President Obama Getting Pushed On Executive Orders

After different constituents pushed the president to take executive action on issues of deportation and LGBT workplace rights, experts at the Brennan Center are pressing him to make decisions.

President Obama promised a "year of action" in his State of the Union address in January, and since then, LGBT and immigrant activists, and now the Brennan Center for Justice have pushed for new slates of executive actions from the president.

"The president says he wants to use the pen and the phone and he says that all these things are goals," said Michael Waldman, the president of the Brennan Center for Justice, a nonpartisan law and policy institute based at New York University Law School. "It's right for all of us to hold the executive branch accountable for taking the steps it has in its power."

The Brennan Center issued a list of 15 specific recommended executive actions Tuesday, including more prescriptive ideas like the creation of a "Presidential Commission on Mass Incarceration" and more nebulous and difficult suggestions like enlisting "the private sector to assure free and fair elections." Yet Waldman thinks the president is capable of accomplishing most of them with ease.

"We aimed for [orders] that are achievable and realistic," Waldman said. "Certainly some of the ones that are entirely within the purview of the executive branch such as the president calling together the heads of his agencies to ask them to report back on what they can do to promote voter participation and registration. That's entirely within the scope of what the president could do."

But certain requested actions are outside of the president's direct control including one which implores him to get the "Securities and Exchange Commission to issue regulations requiring disclosure of corporate political spending." As Waldman said, the president can't force an independent agency to get something like this accomplished.

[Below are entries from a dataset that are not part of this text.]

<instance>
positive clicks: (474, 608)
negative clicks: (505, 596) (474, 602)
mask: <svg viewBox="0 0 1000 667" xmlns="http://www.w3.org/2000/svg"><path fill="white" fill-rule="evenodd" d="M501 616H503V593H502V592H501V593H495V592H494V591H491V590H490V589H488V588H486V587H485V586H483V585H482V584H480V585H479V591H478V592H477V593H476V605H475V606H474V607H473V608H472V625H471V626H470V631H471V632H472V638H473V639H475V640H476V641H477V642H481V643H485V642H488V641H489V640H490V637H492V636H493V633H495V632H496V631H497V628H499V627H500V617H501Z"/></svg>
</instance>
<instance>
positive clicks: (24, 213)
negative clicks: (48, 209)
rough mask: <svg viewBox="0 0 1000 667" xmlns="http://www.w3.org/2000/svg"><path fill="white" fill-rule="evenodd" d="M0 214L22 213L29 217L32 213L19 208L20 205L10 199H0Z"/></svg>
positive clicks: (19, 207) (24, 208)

The Brennan Center is by no means the first independent entity to start a dialogue about executive action this year. Immigrant activists have confronted the administration's record on deportations in March. (The president responded to lawmakers from the Congressional Hispanic Caucus by saying that he would discuss methods to "conduct enforcement more humanely" with the Department of Homeland Security.) LGBT advocates have also questioned why the president hasn't issued an executive order to preclude federal contractors from discriminating based on sexual orientation or gender identity.

Dealing with a contentious Congress, however, the president has not been shy about signing executive orders to further particular agendas. Last week, he signed two to help ensure equal pay for women in the workplace. But Obama has signed just 160 orders since taking office — far fewer than former President Clinton's 364. Waldman, who worked as a speechwriter during Clinton's second term, thinks it's only natural for the executive actions to increase as a president spends more time in office.

"There's a bit of a life cycle in these administrations," Waldman said. "First of all, presidents come in wanting to make their biggest moves through passing major legislation and certainly President Obama has done that. Then, very often they will find themselves running up against the reality of a gridlocked and dysfunctional government and Congress. Congress isn't hostile, it's just paralyzed."

Given the circumstances, Waldman thinks it's only logical that Obama turn to the power of his own pen to enact change this term.

"Especially in the second term, presidents find they can continue to make progress and continue to show progress being made through these kinds of executive actions."